How to populate documents with unlimited nested levels using mongoose
Asked Answered
K

2

8

I'm designing a web application that manages organizational structure for parent and child companies. There are two types of companies: 1- Main company, 2 -Subsidiary company.The company can belong only to one company but can have a few child companies. My mongoose Schema looks like this:

var companySchema = new mongoose.Schema({
    companyName: {
        type: String,
        required: true
    },
    estimatedAnnualEarnings: {
        type: Number,
        required: true
    },
    companyChildren: [{type: mongoose.Schema.Types.ObjectId, ref: 'Company'}],
    companyType: {type: String, enum: ['Main', 'Subsidiary']}
})

module.exports = mongoose.model('Company', companySchema);

I store all my companies in one collection and each company has an array with references to its child companies. Then I want to display all companies as a tree(on client side). I want query all Main companies that populates their children and children populate their children and so on,with unlimited nesting level. How can I do that? Or maybe you know better approach. Also I need ability to view,add,edit,delete any company.

Now I have this:

router.get('/companies', function(req, res) {
    Company.find({companyType: 'Main'}).populate({path: 'companyChildren'}).exec(function(err, list) {
        if(err) {
            console.log(err);
        } else {
            res.send(list);
        }
    })
});

But it populates only one nested level. I appreciate any help

Kibbutznik answered 7/7, 2017 at 10:13 Comment(1)
the best solution ever using bluebird : traverse a tree in mongoDBPlucky
A
18

You can do this in latest Mongoose releases.
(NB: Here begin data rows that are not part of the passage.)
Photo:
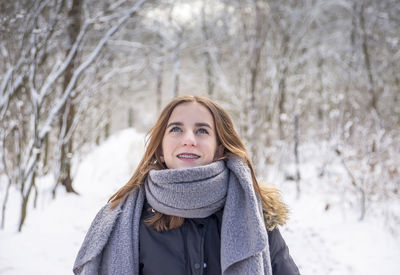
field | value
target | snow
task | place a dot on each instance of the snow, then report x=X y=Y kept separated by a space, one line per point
x=321 y=241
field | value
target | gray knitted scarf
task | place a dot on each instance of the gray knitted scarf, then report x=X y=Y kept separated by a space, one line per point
x=112 y=243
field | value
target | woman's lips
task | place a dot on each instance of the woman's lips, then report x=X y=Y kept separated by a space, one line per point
x=188 y=156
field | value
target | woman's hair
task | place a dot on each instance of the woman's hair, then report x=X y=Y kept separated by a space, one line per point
x=226 y=136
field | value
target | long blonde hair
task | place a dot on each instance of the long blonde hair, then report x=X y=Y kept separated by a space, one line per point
x=226 y=136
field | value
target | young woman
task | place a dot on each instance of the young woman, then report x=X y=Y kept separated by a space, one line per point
x=193 y=205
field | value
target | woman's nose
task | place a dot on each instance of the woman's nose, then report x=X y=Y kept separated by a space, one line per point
x=189 y=139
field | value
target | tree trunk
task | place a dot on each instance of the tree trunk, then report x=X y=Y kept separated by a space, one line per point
x=371 y=83
x=74 y=26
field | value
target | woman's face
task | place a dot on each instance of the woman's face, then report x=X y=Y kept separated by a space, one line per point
x=190 y=139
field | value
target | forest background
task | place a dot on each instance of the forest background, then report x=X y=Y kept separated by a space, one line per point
x=292 y=74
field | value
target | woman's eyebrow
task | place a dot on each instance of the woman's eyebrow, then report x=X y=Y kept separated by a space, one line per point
x=203 y=124
x=175 y=124
x=197 y=124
No plugins required:

const async = require('async'),
      mongoose = require('mongoose'),
      Schema = mongoose.Schema;

const uri = 'mongodb://localhost/test',
      options = { use: MongoClient };

mongoose.Promise = global.Promise;
mongoose.set('debug',true);

function autoPopulateSubs(next) {
  this.populate('subs');
  next();
}

const companySchema = new Schema({
  name: String,
  subs: [{ type: Schema.Types.ObjectId, ref: 'Company' }]
});

companySchema
  .pre('findOne', autoPopulateSubs)
  .pre('find', autoPopulateSubs);


const Company = mongoose.model('Company', companySchema);

function log(data) {
  console.log(JSON.stringify(data, undefined, 2))
}

async.series(
  [
    (callback) => mongoose.connect(uri,options,callback),

    (callback) =>
      async.each(mongoose.models,(model,callback) =>
        model.remove({},callback),callback),

    (callback) =>
      async.waterfall(
        [5,4,3,2,1].map( name =>
          ( name === 5 ) ?
            (callback) => Company.create({ name },callback) :
            (child,callback) =>
              Company.create({ name, subs: [child] },callback)
        ),
        callback
      ),

    (callback) =>
      Company.findOne({ name: 1 })
        .exec((err,company) => {
          if (err) callback(err);
          log(company);
          callback();
        })

  ],
  (err) => {
    if (err) throw err;
    mongoose.disconnect();
  }
)

Or a more modern Promise version with async/await:

const mongoose = require('mongoose'),
      Schema = mongoose.Schema;

mongoose.set('debug',true);
mongoose.Promise = global.Promise;
const uri = 'mongodb://localhost/test',
      options = { useMongoClient: true };

const companySchema = new Schema({
  name: String,
  subs: [{ type: Schema.Types.ObjectId, ref: 'Company' }]
});

function autoPopulateSubs(next) {
  this.populate('subs');
  next();
}

companySchema
  .pre('findOne', autoPopulateSubs)
  .pre('find', autoPopulateSubs);

const Company = mongoose.model('Company', companySchema);

function log(data) {
  console.log(JSON.stringify(data, undefined, 2))
}

(async function() {

  try {
    const conn = await mongoose.connect(uri,options);

    // Clean data
    await Promise.all(
      Object.keys(conn.models).map(m => conn.models[m].remove({}))
    );

    // Create data
    await [5,4,3,2,1].reduce((acc,name) =>
      (name === 5) ? acc.then( () => Company.create({ name }) )
        : acc.then( child => Company.create({ name, subs: [child] }) ),
      Promise.resolve()
    );

    // Fetch and populate
    let company = await Company.findOne({ name: 1 });
    log(company);

  } catch(e) {
    console.error(e);
  } finally {
    mongoose.disconnect();
  }

})()

Produces:

{
  "_id": "595f7a773b80d3114d236a8b",
  "name": "1",
  "__v": 0,
  "subs": [
    {
      "_id": "595f7a773b80d3114d236a8a",
      "name": "2",
      "__v": 0,
      "subs": [
        {
          "_id": "595f7a773b80d3114d236a89",
          "name": "3",
          "__v": 0,
          "subs": [
            {
              "_id": "595f7a773b80d3114d236a88",
              "name": "4",
              "__v": 0,
              "subs": [
                {
                  "_id": "595f7a773b80d3114d236a87",
                  "name": "5",
                  "__v": 0,
                  "subs": []
                }
              ]
            }
          ]
        }
      ]
    }
  ]
}

Note that the async parts are not actually required at all and are just here for setting up the data for demonstration. It's the .pre() hooks that allow this to actually happen as we "chain" each .populate() which actually calls either .find() or .findOne() under the hood to another .populate() call.

So this:

function autoPopulateSubs(next) {
  this.populate('subs');
  next();
}

Is the part being invoked that is actually doing the work.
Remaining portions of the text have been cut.